While much of the town’s homes are in disrepair and the storefronts are shuttered, there is a sense of optimism felt throughout the town. The chug and whistle turned out to be a cure for Eric’s insomnia and the morning songbirds in the fields of the fairgrounds were a gentle wake up call. This is a place that has the raw materials for the good life. It’s just missing that economic punch like so many small towns we’ve visited along the way.
Built in the 1960s, high speed throughways are a testament to one of the greatest infrastructure projects of all time, the U.S. Interstate system. In eastern Washington, I-90 bends gently around Ritzville. There’s an interchange with the ubiquitous Love’s service station as the anchor and once you’ve gassed up there is little reason to go any further than that.
Two miles away however, a once thriving town sits lost in time. Still the wheat shipping capitol of Adams County Washington, a large granary fills double-tow tractor trailers during harvest season over and over and over again. The town is neatly laid out in a neat grid with Main Street in the center. Grand buildings from the turn of the century harken back to a time when the town hosted considerable cross-coast traffic along old WA route 10. When motels offered a clean, convenient, and reasonable priced place to stay and the downtown district two blocks away provided a perfect place to stroll, shop, and find a restaurant for dinner with a movie theater and bowling alley for entertainment. On a drive to or from the Seattle/Portland area to Spokane, Chicago, or any points east, Ritzville offered a safe, vibrant, respite for the traveler.
The relics of that time still remain. In the 1990’s, the local chamber of commerce created an historic district, distributed art pieces, memorialized yesteryear with museums and tried very hard to energize the stagnant commercial district. But, except for perhaps Wall Drug or South of the Border, people don’t travel like that. No one is pulling off of I-90 to capture the vibe of a turn-of-the-century grain-shipping town when Spokane is just an hour down the road. When we road our bicycles around town, locals sitting outside the church wondered in a friendly way why we were in the town. We were unfortunately a total anomaly.
With COVID here, the rodeo and stores are shuttered; the situation is dire. The progress of the Interstate was a death sentence for the small town America heartland. People do not travel from small town to small town any longer: their names are no more than curiosities on an Exit sign. The closest anyone gets to speaking with a townie is the cashier manning the register at the Exxon station. The interstates opened the country up, but also emptied it out. Big population centers expanded, especially on the coasts, sucking the life from the towns in between.
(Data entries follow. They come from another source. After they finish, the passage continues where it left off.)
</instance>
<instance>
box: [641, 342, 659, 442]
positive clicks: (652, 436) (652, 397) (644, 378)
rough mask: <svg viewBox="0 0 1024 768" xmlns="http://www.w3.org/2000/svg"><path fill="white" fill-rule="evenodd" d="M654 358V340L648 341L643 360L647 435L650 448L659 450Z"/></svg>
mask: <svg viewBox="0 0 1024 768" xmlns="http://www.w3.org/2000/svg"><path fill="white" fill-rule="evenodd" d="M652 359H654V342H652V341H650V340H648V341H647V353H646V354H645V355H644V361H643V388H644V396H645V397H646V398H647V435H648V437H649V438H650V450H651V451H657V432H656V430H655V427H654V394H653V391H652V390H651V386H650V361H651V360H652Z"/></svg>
But he towns are still there. Children ride their bikes to school. The church hosts a weekly pot-luck. The grocery clerk knows everyone’s name. With each passing decade they get smaller still. Can technology save what progress destroyed? Could 5G fast internet and the ability for virtual work bring young folks to small town America? Ritzville does not have even one chain store: not a Dollar Something, not a Starbucks, not a McDonalds. You get your coffee at the Boxwood diner. The local general store is called “Pretty Good Grocery.” Does anyone even want that anymore? Why not?